>It has automatic scaling, so it can scale up and down with traffic (all of which is configured in ECS)
Doesn't scaling take time, though? Doesn't downloading a new docker container definition and starting it take at least as long as initializing a new lambda function?
Also with lambda there's no configuring to do for scaling. If anything lambda gives you tools to limit the concurrency.
Thanks for pointing that out. I should have clarified because I agree that "Automatic" is a relative term.
Lambda is entirely automatic like you point out. You literally don't need to think about it. You upload your function and it scales to meet demand (within limits).
ECS however still requires configuration, but it is extremely simple to do. They actually call it "Service Auto-Scaling". Within there you choose a scaling strategy and set a few parameters. That is it. After that, it really is "automatic".
Most of the time you will be selecting the "Target Tracking" strategy. Then you select a Cloudwatch metric and it will deploy and terminate Fargate instances (called "tasks" in the docs) to stay within your specified range. So a good example would be selecting a CPUUsage metric and keeping the average CPUUsage between 40-70%. If the average CPU usage starts to get above 70% across your tasks (Fargate instances), then ECS will deploy more automatically. If it falls below 40% then it will terminate them until you get within your desired range. You get all this magic from a simple configuration in ECS. So that's what I mean by automatic. Its pretty easy. Depending on what you are doing, it can set scaling to any other metric. It could be bandwidth, users, memory usage, etc. Some of these (like memory) require you to configure a custom metric, but again it isn't bad.

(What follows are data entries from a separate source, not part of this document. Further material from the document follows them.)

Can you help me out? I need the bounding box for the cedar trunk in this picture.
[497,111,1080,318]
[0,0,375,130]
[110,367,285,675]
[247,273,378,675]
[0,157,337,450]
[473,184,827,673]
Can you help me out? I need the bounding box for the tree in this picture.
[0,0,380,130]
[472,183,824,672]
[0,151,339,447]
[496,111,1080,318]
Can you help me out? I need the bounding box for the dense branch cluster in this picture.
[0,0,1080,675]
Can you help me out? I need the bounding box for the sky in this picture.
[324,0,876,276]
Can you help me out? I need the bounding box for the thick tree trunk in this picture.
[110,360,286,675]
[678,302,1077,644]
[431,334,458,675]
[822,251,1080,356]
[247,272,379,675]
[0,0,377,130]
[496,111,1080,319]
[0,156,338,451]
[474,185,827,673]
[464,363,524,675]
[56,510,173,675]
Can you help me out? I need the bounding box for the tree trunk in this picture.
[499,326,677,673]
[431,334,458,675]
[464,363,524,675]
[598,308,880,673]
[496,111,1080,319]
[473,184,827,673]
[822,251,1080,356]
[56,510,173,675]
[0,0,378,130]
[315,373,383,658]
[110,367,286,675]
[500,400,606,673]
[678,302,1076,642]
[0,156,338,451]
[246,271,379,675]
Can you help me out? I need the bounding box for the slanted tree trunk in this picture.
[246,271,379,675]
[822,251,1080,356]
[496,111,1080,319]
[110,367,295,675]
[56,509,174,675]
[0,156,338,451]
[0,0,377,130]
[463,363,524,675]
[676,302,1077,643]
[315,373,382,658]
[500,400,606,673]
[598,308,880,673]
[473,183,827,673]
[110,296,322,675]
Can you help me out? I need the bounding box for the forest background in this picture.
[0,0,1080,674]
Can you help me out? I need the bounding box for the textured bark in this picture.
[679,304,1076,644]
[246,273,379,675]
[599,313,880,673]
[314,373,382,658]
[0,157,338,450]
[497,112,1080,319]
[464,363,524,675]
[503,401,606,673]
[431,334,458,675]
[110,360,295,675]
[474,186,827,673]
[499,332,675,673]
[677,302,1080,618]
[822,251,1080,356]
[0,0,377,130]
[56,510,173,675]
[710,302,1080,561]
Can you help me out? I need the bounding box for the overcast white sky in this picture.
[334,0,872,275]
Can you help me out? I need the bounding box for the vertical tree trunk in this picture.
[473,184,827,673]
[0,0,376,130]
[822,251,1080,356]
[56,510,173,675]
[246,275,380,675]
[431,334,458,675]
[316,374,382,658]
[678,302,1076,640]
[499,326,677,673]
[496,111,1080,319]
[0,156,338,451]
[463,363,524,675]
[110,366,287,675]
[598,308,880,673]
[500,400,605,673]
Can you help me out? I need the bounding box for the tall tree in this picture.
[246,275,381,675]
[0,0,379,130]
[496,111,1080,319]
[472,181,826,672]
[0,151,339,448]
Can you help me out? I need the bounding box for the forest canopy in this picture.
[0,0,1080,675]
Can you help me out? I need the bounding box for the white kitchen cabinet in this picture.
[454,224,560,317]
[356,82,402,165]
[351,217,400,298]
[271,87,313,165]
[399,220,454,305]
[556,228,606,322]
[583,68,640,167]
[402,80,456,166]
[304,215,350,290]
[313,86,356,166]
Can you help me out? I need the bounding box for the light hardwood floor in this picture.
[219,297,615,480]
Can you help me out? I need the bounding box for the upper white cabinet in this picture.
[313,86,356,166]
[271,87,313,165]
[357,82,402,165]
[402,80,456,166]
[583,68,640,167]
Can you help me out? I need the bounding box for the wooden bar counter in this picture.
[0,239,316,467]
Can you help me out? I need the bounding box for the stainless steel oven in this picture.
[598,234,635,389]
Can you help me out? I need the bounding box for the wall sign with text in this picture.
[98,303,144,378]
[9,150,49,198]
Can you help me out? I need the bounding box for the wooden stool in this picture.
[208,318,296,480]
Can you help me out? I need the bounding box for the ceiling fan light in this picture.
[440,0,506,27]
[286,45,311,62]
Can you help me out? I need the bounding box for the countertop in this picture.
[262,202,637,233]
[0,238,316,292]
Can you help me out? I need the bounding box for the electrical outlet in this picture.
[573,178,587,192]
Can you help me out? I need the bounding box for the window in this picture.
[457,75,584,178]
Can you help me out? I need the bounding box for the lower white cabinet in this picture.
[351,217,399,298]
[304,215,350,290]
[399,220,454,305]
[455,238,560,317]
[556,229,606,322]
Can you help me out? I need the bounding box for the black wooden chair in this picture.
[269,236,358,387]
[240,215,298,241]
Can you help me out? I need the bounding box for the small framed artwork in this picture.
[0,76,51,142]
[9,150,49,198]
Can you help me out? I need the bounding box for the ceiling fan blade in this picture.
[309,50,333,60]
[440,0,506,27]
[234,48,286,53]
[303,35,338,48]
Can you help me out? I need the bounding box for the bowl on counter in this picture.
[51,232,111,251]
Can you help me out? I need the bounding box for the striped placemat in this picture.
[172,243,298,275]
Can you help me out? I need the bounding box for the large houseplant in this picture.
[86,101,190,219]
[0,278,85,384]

You can also scale according to other strategies like scheduled. So if get lots of traffic during business hours you can scale up during business hours and scale down during the night. Again, just set your schedule in ECS. It is pretty simple.
The difference in scaling is more subtle than that. The thing that makes lambda so nice from scalability point of view is that you don't need to worry about the scalability of your application. You don't need any awkward async stuff or tune application server flags or anything like that. Your only concern with lambda code is to respond to one request as fast as possible. You can write something that burns 100% CPU in a busyloop per request in a lambda if you want and it'll scale all the same. In fargate making sure that the application is able to handle some economical amount of concurrency is your responsibility, and it can in some cases be very much non-trivial problem.
Scaling does take time, but you would normally scale based on resource utilization (like if CPU or RAM usage exceeded 70%). So unless you had a really large and abrupt spike in traffic, the new container would be up before it's actually needed.
It's definitely not apples to apples with Lambda though--if you do have a very bursty workload, the cold start would be slower with Fargate, and you'd probably drop some requests too while scaling up.
If your app allows for it, a pattern I like is Fargate for the main server with a Lambda failover. That way you avoid cold starts with normal traffic patterns, and can also absorb a big spike if needed.
I think it's just the trade off between these two scenarios.
- Relatively poor amortized scale out time with good guarantees in the worst case.
- Good amortized scale out time with dropped requests / timeouts in the worst case.
With lambda, it doesn't really matter how spiky the traffic is. Users will see the cold start latency, albeit more often. With Fargate, users won't run into the cold start latencies - until they do, and the whole request may timeout waiting for that new server to spin up.
At least that seems to be the case to me. I have personally never ran a docker image in fargate, but I'd be surprised if it could spin up, initialize and serve a request in two seconds.
> With Fargate, users won't run into the cold start latencies - until they do, and the whole request may timeout waiting for that new server to spin up.
In practice that sort of setup is not trivial to accomplish with Fargate; normally while you are scaling up the requests get sent to the currently running tasks. There is no built-in ability to queue requests with Fargate(+ELB) so that they would then be routed to a new task. This is especially problematic if your application doesn't handle overloads very gracefully.
> Doesn't scaling take time, though? Doesn't downloading a new docker container definition and starting it take at least as long as initializing a new lambda function?
Yes, especially because they still don't support caching the image locally for Fargate. If you start a new instance with autoscaling, or restart one, you have to download the full image again. Depending on its size, start times can be minutes...
Doesn't scaling take time, though? Doesn't downloading a new docker container definition and starting it take at least as long as initializing a new lambda function?
Also with lambda there's no configuring to do for scaling. If anything lambda gives you tools to limit the concurrency.